Figure 3 and 4 show the slot accuracy of models using Naive and Slot Type description. Compared to naive description, we obverse significant gain of time slots (e.g., arrive by and leave at), location slots (e.g., departure and destination), and number slots (e.g., book stay and book people) by adding slot type information. We conjecture that explicit information about the target value (i.e., slot type) is important in the low resource condition when the model does not have enough data to capture the semantic meaning of a new slot.

4.2 Few-Shot Cross-Domain

We further conduct experiments in few-shot cross-domain settings, as in Wu et al. (2019); Zhou and Small (2019), where the models are first trained on 4 domains then fine-tuned with 1%, 5% and 10% of target domain data. As shown in Table 3, our model outperforms the DSTQA model in 4 out of 5 domains. Moreover, our approach is more practical in a real-world learning scenario as it does not require the supervision of a full ontology graph. We also conduct the full shot experiments and compare our model with previous methods. The reults are reported in Appendix A.2.

Conclusion

In this paper, we propose leveraging large scale pre-trained models with an effective slot description formulation to tackle the zero-shot cross-domain DST challenge. Specifically, we propose T5DST, a novel generative DST model based on the T5 language model, and incorporate Slot Type Informed Descriptions to facilitate cross-domain knowledge transfer. In the evaluation on the MultiWOZ dataset, our approach substantially improves existing results in both the zero-shot and few-shot settings.

References

Appendix A Appendices

As shown in Table 4, each slot type has one prefix for appending to the beginning of the description. We used three different templates to construct the slot description. For all the booking slots (e.g., book people), we use "[prefix] [slot] for the [domain] booking". For boolean slots, we use "[prefix] [slot] in the [domain]". And for all the others, we use "[prefix] [slot] of the [domain]". When a slot name (e.g., train-day) overlap with the slot type (e.g., day) or a slot does not fall into any slot type category (others), we simply set the prefix as an empty string.

A.2 Full Shot Results

To understand the full shot performance of our T5DST model and whether slot description is still helpful when there is enough training data, we also conduct the experiments in a full data setting. As shown in Table 5, using slot description only improves the joint goal accuracy by 0.56% in MultiWoz 2.0 and 0.30% in MultiWoz 2.1, which indicates that the description is less effective when there is a large amount of data for training.
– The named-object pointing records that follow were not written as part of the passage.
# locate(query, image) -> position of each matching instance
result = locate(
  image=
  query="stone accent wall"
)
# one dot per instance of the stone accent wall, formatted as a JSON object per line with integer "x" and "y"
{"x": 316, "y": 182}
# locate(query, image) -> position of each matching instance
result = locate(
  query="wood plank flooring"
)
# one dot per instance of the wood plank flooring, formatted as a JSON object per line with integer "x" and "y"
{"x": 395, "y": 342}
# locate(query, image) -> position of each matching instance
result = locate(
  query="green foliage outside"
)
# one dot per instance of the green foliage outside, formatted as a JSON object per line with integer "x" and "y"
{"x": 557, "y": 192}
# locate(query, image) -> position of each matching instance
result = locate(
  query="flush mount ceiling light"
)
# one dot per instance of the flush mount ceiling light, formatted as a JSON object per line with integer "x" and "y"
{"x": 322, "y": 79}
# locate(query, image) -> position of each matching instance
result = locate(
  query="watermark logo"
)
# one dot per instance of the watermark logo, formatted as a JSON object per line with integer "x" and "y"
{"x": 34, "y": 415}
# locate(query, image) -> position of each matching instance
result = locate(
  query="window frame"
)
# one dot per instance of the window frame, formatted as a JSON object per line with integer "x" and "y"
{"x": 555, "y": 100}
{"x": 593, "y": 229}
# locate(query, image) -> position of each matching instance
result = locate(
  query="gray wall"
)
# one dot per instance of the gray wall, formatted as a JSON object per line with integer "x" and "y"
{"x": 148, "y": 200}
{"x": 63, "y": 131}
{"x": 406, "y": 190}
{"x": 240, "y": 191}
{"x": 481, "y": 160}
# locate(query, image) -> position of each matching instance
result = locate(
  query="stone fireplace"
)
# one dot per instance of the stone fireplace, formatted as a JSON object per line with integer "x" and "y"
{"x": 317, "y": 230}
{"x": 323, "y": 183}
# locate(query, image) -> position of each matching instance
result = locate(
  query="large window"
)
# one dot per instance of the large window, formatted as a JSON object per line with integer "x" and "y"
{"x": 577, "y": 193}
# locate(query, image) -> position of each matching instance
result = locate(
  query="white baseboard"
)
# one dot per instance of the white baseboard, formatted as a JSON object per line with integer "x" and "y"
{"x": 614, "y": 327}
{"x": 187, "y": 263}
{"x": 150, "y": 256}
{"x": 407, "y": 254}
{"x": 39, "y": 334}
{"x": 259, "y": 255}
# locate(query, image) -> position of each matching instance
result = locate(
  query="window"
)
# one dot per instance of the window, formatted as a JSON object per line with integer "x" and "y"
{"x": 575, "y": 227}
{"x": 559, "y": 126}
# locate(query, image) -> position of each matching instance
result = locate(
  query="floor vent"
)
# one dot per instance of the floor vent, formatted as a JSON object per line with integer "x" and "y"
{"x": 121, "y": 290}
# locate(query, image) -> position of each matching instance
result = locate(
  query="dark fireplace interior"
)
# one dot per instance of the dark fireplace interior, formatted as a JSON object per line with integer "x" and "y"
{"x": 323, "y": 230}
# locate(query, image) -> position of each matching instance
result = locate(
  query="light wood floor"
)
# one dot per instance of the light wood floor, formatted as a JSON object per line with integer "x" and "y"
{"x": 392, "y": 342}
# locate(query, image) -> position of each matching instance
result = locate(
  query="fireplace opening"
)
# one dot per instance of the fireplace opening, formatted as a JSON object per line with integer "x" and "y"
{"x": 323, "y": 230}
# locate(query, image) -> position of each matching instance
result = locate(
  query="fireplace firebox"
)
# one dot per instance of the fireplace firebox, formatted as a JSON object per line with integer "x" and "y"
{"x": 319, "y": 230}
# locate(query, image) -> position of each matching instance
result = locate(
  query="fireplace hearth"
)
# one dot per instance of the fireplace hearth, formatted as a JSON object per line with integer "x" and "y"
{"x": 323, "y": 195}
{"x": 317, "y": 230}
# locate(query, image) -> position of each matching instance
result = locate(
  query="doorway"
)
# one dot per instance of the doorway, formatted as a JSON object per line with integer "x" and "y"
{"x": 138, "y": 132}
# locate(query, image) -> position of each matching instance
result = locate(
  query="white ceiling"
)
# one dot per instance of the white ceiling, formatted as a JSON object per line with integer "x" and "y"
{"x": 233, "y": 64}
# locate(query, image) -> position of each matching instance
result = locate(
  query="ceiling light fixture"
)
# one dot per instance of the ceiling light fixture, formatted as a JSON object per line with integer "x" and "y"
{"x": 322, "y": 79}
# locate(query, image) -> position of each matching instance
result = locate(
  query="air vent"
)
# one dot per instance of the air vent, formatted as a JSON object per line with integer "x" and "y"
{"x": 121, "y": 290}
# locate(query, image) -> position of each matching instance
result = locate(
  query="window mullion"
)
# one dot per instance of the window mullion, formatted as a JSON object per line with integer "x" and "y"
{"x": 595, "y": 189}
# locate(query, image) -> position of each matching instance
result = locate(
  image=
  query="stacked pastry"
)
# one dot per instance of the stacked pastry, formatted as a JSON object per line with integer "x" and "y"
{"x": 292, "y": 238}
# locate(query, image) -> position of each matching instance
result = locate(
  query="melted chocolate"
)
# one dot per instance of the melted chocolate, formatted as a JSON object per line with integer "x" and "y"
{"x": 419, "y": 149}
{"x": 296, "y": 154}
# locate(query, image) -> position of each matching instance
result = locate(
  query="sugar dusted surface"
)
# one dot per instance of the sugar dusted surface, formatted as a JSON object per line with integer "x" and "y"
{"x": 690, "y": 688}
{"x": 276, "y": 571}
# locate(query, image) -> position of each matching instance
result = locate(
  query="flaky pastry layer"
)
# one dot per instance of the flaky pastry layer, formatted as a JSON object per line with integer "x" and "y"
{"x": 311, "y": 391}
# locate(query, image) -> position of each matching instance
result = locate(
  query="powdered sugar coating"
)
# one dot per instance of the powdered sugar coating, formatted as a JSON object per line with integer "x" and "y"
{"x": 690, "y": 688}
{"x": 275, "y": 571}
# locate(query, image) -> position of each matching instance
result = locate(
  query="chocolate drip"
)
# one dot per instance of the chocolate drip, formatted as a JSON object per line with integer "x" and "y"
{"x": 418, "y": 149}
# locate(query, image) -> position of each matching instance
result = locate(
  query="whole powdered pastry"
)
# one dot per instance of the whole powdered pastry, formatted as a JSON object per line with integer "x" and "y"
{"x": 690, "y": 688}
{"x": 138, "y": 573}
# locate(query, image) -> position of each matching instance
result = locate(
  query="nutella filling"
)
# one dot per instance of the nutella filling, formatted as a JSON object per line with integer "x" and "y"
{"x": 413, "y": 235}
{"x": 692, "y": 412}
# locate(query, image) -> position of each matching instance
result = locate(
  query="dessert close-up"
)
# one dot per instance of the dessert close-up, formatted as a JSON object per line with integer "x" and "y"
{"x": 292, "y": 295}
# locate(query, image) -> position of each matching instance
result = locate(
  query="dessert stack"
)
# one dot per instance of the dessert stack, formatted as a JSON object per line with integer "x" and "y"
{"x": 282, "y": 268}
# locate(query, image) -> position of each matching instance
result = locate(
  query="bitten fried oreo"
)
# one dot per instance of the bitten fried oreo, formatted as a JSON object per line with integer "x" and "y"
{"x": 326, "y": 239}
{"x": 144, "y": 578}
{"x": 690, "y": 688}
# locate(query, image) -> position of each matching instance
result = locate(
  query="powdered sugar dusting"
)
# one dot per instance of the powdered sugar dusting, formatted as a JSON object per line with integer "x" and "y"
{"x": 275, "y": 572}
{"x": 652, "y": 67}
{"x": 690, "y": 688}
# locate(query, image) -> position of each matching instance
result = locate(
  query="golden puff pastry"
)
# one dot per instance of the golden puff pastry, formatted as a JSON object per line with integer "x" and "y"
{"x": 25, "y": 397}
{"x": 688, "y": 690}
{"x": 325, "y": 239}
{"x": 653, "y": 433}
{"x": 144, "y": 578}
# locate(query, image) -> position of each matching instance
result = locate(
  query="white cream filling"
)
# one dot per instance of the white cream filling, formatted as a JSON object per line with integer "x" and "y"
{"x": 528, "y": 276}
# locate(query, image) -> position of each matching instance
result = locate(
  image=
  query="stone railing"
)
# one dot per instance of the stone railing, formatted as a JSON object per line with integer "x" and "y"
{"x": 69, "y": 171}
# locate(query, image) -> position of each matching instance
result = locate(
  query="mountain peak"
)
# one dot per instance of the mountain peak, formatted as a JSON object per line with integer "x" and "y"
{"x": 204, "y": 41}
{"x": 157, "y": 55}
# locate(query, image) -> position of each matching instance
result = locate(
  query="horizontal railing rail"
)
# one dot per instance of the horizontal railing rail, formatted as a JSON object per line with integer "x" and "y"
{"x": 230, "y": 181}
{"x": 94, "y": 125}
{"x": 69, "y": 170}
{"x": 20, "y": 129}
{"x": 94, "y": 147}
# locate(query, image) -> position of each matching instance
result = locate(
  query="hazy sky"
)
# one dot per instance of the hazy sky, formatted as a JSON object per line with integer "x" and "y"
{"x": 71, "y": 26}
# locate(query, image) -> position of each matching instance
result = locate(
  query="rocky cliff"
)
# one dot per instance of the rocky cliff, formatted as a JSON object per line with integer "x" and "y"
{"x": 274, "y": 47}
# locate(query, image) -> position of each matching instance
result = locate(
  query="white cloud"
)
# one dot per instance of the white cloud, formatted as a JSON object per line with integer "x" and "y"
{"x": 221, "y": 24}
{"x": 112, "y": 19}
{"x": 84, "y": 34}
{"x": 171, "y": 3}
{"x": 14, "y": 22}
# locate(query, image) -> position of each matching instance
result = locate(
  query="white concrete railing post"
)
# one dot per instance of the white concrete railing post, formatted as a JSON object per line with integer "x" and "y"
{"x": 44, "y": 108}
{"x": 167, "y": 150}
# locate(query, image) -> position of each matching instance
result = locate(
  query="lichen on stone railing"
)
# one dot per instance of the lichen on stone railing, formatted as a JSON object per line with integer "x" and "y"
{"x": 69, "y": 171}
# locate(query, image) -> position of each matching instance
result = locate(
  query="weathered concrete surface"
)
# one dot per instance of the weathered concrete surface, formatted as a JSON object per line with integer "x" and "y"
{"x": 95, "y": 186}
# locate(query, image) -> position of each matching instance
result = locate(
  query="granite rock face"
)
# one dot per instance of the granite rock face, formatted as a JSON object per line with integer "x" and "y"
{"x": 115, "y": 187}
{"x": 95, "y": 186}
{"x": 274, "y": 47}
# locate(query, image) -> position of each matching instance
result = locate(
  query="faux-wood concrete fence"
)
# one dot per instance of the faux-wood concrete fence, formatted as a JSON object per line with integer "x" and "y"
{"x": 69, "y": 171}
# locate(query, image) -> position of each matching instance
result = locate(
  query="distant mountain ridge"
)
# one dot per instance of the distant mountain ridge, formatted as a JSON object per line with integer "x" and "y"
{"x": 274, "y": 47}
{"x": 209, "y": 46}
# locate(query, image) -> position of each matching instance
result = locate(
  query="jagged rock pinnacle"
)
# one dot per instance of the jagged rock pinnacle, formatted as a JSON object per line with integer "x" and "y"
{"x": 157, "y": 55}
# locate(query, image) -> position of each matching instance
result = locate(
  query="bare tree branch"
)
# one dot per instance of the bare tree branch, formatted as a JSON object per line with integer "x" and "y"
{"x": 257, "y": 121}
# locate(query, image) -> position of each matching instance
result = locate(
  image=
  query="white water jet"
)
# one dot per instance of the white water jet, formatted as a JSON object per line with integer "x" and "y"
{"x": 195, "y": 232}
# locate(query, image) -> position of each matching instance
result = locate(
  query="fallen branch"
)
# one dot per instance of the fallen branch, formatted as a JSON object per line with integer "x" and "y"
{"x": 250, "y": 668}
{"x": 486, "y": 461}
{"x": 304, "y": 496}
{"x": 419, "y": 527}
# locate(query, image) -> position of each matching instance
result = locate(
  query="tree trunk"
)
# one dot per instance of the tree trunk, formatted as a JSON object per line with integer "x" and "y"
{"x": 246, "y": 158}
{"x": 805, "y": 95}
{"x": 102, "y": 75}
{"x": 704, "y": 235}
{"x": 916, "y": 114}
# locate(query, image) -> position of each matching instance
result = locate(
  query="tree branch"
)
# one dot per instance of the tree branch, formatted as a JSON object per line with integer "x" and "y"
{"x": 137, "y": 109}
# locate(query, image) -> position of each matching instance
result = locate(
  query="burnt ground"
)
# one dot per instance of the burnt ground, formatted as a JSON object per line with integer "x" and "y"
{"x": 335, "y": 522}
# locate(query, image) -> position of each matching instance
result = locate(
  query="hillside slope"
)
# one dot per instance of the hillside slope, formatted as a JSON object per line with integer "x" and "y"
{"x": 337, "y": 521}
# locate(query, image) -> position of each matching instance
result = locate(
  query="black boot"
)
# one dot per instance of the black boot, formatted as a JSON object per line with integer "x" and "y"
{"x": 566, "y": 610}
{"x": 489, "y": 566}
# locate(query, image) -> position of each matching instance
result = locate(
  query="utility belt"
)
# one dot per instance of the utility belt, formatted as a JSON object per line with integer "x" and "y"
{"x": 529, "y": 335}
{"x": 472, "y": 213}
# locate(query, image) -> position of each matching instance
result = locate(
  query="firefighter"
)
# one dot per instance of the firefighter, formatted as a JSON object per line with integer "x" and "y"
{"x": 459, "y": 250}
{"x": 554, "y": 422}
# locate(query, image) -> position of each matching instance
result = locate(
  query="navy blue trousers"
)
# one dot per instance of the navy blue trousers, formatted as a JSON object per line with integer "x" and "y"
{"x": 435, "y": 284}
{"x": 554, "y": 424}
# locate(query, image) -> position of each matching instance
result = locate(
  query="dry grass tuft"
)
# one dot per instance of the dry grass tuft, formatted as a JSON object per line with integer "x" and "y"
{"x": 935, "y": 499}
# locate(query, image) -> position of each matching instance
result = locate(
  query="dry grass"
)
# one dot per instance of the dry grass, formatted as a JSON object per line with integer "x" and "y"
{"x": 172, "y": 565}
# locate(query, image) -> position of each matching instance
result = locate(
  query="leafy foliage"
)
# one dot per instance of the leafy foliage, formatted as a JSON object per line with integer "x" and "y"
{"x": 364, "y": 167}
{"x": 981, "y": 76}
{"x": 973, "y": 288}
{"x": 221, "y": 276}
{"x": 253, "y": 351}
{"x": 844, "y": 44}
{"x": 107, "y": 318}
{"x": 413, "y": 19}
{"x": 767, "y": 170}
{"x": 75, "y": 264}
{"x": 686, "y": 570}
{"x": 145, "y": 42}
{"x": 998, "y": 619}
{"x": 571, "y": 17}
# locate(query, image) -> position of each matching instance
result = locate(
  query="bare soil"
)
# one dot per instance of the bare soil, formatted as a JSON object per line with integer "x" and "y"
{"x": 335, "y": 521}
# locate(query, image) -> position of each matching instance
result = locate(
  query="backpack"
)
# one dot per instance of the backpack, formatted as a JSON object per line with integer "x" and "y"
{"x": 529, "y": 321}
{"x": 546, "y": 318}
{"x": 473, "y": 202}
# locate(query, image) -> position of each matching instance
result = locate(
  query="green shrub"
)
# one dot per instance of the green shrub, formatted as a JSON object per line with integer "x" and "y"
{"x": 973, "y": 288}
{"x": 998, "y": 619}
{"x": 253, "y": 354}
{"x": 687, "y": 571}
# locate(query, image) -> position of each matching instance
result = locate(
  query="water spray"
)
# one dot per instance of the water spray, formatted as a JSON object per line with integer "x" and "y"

Compared to prior models with zero-shot capability, T5DST shows promising performance. Compared to other state-of-the-art models that optimized for full shot training, our model achieve competitive results in MultiWoz 2.0, but inferior results on MultiWoz 2.1. We notice that there are many training strategies (e.g., token masking Kim et al. (2019); Heck et al. (2020)), additional supervision (e.g., full ontology Chen et al. (2020)), and label cleaning strategies Heck et al. (2020)) that may impact final full-shot result. We also expect higher performance with a larger T5 model, such as T5-base or T5-large. However, achieving SOTA in full-scale training is out of the scope of this work.